Pages

20 Aug 2013

SAN interview questions - PART 1


1. WHAT ARE THE BENEFITS OF FIBER CHANNEL SANS?

 Fiber Channel SANs exceptional reliability, scalability, consolidation, and performance. Fiber Channel SANs provide significant advantages over direct-attached storage through improved storage utilization, higher data availability, reduced management costs, and highly scalable capacity and performance.
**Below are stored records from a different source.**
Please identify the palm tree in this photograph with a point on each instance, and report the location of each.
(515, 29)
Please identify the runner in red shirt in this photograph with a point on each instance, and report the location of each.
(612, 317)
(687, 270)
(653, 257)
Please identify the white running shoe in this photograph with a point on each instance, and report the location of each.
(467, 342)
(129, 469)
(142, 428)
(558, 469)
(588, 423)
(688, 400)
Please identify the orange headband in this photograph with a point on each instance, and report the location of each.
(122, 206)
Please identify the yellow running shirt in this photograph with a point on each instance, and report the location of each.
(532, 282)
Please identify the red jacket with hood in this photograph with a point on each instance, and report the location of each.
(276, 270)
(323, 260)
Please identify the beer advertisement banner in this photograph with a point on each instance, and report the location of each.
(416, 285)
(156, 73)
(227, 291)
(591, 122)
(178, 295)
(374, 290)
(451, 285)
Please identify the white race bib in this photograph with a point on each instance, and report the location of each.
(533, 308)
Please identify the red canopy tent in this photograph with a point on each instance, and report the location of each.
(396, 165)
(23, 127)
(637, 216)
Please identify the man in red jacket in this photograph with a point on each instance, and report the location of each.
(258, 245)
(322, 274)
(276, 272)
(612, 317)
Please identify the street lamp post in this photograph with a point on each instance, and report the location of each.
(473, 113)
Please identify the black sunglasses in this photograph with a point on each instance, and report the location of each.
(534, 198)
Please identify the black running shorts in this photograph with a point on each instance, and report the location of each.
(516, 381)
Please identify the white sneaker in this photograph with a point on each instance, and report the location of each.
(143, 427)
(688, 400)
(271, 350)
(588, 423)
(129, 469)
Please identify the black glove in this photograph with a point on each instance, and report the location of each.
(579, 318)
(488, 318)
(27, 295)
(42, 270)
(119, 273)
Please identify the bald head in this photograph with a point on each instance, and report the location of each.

FC SANs reduce total cost of ownership (TCO).



    2. WHAT ENVIRONMENT IS MOST SUITABLE FOR FIBER CHANNEL SANS?
A> Typically, Fiber Channel SANs are most suitable for large data centers running business-critical data, as well as applications that require high-bandwidth performance such as medical imaging, streaming media, and large databases.

    B> Fiber Channel SAN solutions can easily scale to meet the most demanding performance and availability requirements.   
A typical SAN architecture is displayed as follows:




    3. WHAT CUSTOMER PROBLEMS DO FIBER CHANNEL SANS SOLVE?

    Ø  Highly effective backup and recovery approach, including LAN-free and server-free backup models

    Ø  By providing flexible connectivity options and resource sharing, Fibre Channel SANs also greatly reduce the number of physical devices and disparate systems that must be purchased and managed, which can dramatically lower capital expenditures.

    Ø  Heterogeneous SAN management provides a single point of control for all devices on the SAN, lowering costs and freeing personnel to do other tasks.



    4. HOW LONG HAS FIBER CHANNEL BEEN AROUND?
Development started in 1988, ANSI standard approval occurred in 1994, and large deployments began in 1998. Fiber Channel is a mature, safe, and widely deployed solution for high-speed (1 GB, 2 GB, 4 GB, 8 GB, 16GB) communications and is the foundation for the majority of SAN installations throughout the world



   5. WHAT ARE THE BENEFITS OF 4GB FIBER CHANNEL?
Benefits include twice the performance with little or no price increase, investment protection with backward compatibility to 2 GB, higher reliability due to fewer SAN components (switch and HBA ports) required, and the ability to replicate, back up, and restore data more quickly. 4 GB Fiber Channel systems are ideally suited for applications that need to quickly transfer large amounts of data such as remote replication across a SAN, streaming video on demand, modeling and rendering, and large databases. 4 GB technology is shipping today.



   6. HOW IS FIBER CHANNEL DIFFERENT FROM ISCSI?
Fiber Channel generally provides high performance and high availability for business-critical applications, usually in the corporate data center. (High-end)

In contrast, iSCSI is generally used to provide SANs for smaller regional or departmental data centers. (Mid-range)



   7. WHEN SHOULD I DEPLOY FIBER CHANNEL INSTEAD OF ISCSI?
For environments consisting of high-end servers that require high bandwidth or data center environments with business-critical data, Fiber Channel is a better fit than iSCSI. For environments consisting of many midrange or low-end servers, an IP SAN solution often delivers the most appropriate price/performance.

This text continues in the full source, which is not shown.